But what does all that high-level frontier-breaking work look like from the only point of view that matters: That of a system administrator?

The computing challenge they face is that the experiments they perform reconstruct tracks from digital images, which takes a lot of computing power. Then they analyze millions of these pictures. This generates lots of data, which is reduced by online computers to 100-1000 megabytes per second. The current forecast is that this will require 23-25 PetaBytes per year. The archive will need to store 0.1 EB in 2014, and approximately 1 billion files in 2015. The data is distributed worldwide. I could go on.

There are cross-site issues. There are short-term logs and long-term archives. The long-term archive contains 2 trillion records and is growing by 4 billion a day. They need to be able to support twice the apparent data needs for recovery purposes. That's a lot of stuff to manage.

They do all of this with an Oracle RAC system configured with application scalability. They use CVMFS (CernVM-FS), a caching file system. They have had various operational issues, and frequent hardware failures -- there are so many systems in the worldwide grid that disks are failing every hour. Infrastructure failures are a fact of life. But they have 98% reliability, and even if a job fails it gets retried.

Mr. Cass discussed some of the problems they have had, and some features of the system they developed that haven't worked out well. He also discussed his hopes for how things might change so that file sizes, file placement policies, and access patterns will interact better. He has hopes for sharing images between sites, using more of a cloud computing model.

The project has been long and technically and sociologically challenging, but on the whole successful. Now that they have real data they feel they can improve the system.

What do I take from this? Nothing specific for my work, except the general idea that as data needs grow larger and larger the models of sharing data (and providing backup) across networks could gain traction. Interoperability becomes more key than ever.

* Storage Performance Management at Weta Digital
Matt Provost

Weta Digital is the movie special effects production company in New Zealand that did the production for the Lord of the Rings Trilogy and Avatar. So, given the glamor and appeal of movie-making, and all of the amazing things and insider dope you might learn from people who work for this company, what would you say is the most interesting topic a representative from this company could address? Why, storage management of course.

Interesting facts for sysadmins that will probably never make it as line-items on Entertainment Tonight:

* Weta Digital is one of the biggest visual effect facilities in the world, and they use mostly commercial off-the-shelf software.

* They must run the same operating system everywhere, since processing is done on a small scale (by individual artists) and rendering is done on a huge scale. You cannot have kernel and software incompatibility.

* There is an iterative workline: People work all day, and their work needs to be rendered overnight (and needs to be done by morning). So the computing needs require a mixture of high-performanceand high-availability.

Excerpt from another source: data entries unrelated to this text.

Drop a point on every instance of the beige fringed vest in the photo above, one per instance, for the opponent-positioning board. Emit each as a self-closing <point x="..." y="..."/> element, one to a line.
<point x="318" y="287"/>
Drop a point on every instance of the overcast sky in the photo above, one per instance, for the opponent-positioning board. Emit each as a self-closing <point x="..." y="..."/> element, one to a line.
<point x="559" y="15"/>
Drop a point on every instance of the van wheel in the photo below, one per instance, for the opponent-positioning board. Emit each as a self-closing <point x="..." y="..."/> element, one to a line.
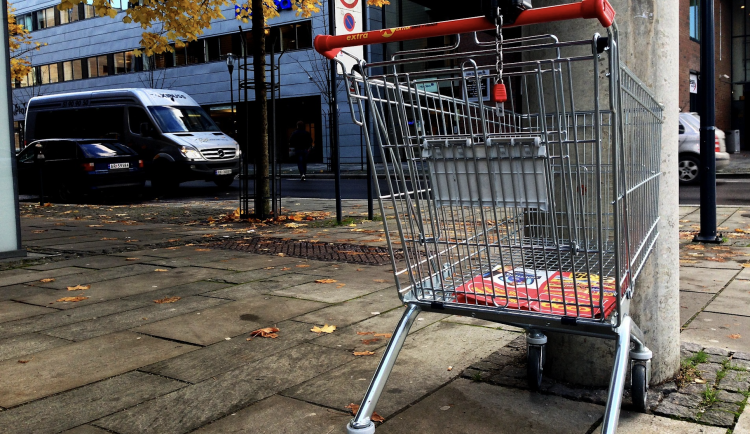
<point x="224" y="181"/>
<point x="689" y="169"/>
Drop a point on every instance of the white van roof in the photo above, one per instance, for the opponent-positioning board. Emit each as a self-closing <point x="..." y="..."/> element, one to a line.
<point x="147" y="97"/>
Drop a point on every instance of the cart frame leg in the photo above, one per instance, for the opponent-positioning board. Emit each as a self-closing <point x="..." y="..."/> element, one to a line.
<point x="361" y="424"/>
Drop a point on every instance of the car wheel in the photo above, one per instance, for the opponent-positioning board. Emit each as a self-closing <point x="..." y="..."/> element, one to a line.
<point x="689" y="169"/>
<point x="224" y="181"/>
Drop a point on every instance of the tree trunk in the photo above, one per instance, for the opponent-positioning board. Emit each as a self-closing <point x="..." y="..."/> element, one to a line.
<point x="260" y="130"/>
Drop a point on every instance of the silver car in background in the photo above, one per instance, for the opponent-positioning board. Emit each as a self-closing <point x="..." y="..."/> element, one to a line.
<point x="689" y="150"/>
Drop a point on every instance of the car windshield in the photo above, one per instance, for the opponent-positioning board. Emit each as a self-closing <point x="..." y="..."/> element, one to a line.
<point x="172" y="119"/>
<point x="105" y="150"/>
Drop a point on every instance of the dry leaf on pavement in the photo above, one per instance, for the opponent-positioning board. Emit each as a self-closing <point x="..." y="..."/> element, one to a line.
<point x="79" y="287"/>
<point x="72" y="299"/>
<point x="325" y="329"/>
<point x="167" y="300"/>
<point x="268" y="332"/>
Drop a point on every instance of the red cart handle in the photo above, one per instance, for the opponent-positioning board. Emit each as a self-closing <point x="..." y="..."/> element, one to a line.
<point x="330" y="46"/>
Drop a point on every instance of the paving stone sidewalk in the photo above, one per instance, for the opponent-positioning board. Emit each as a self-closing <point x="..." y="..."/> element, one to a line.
<point x="117" y="361"/>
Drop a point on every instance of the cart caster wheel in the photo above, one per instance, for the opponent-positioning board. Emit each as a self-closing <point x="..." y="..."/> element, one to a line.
<point x="639" y="387"/>
<point x="534" y="366"/>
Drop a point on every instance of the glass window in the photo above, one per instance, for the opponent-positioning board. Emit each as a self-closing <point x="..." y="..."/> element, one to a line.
<point x="44" y="72"/>
<point x="68" y="71"/>
<point x="120" y="63"/>
<point x="695" y="21"/>
<point x="288" y="37"/>
<point x="93" y="69"/>
<point x="53" y="73"/>
<point x="129" y="61"/>
<point x="196" y="52"/>
<point x="179" y="56"/>
<point x="304" y="35"/>
<point x="49" y="17"/>
<point x="212" y="47"/>
<point x="136" y="117"/>
<point x="103" y="67"/>
<point x="172" y="119"/>
<point x="77" y="69"/>
<point x="105" y="150"/>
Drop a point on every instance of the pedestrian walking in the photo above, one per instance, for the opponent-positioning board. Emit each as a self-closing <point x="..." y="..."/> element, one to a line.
<point x="301" y="142"/>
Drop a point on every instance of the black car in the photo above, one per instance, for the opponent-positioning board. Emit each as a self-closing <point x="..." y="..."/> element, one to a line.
<point x="71" y="167"/>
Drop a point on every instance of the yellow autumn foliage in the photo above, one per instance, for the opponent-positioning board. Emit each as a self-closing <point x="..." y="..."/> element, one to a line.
<point x="180" y="21"/>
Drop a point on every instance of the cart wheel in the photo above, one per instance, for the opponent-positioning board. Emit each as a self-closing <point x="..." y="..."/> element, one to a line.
<point x="534" y="367"/>
<point x="639" y="388"/>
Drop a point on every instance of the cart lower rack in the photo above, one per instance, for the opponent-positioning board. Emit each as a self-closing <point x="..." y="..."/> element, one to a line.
<point x="536" y="208"/>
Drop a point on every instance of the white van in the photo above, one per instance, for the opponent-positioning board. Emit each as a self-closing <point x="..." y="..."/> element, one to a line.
<point x="175" y="137"/>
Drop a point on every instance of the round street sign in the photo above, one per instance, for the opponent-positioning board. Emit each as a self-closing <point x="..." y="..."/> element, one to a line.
<point x="349" y="22"/>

* Disk usage over time: Fellowship of the Ring - 2 TB. Lord of the Rings -- ten times as much. Avatar -- 900 TB. 3D of course adds tremendously to the amount of storage you need.

* For Lord of the Rings, they used a giant SGI system for the "rendering wall". Now they run in parallel on commodity hardware. There was a tremendous spike in purchase to get through Avatar.

* The systems at Weta Digital have free cooling because of Wellington's climate. New Zealand is a small country, this is a big computer, so New Zealand has the highest peak gigaflops per capita in the world.

* The media compression between a film in a theater and Blu-Ray is huge -- and DVDs are even smaller. The block diagram showed a skyscraper for amount of data on a film compared to a small building for Blu-Ray compared to a line for DVD. The best way to see this is still in the cinema. "Don't make me waste all this disk."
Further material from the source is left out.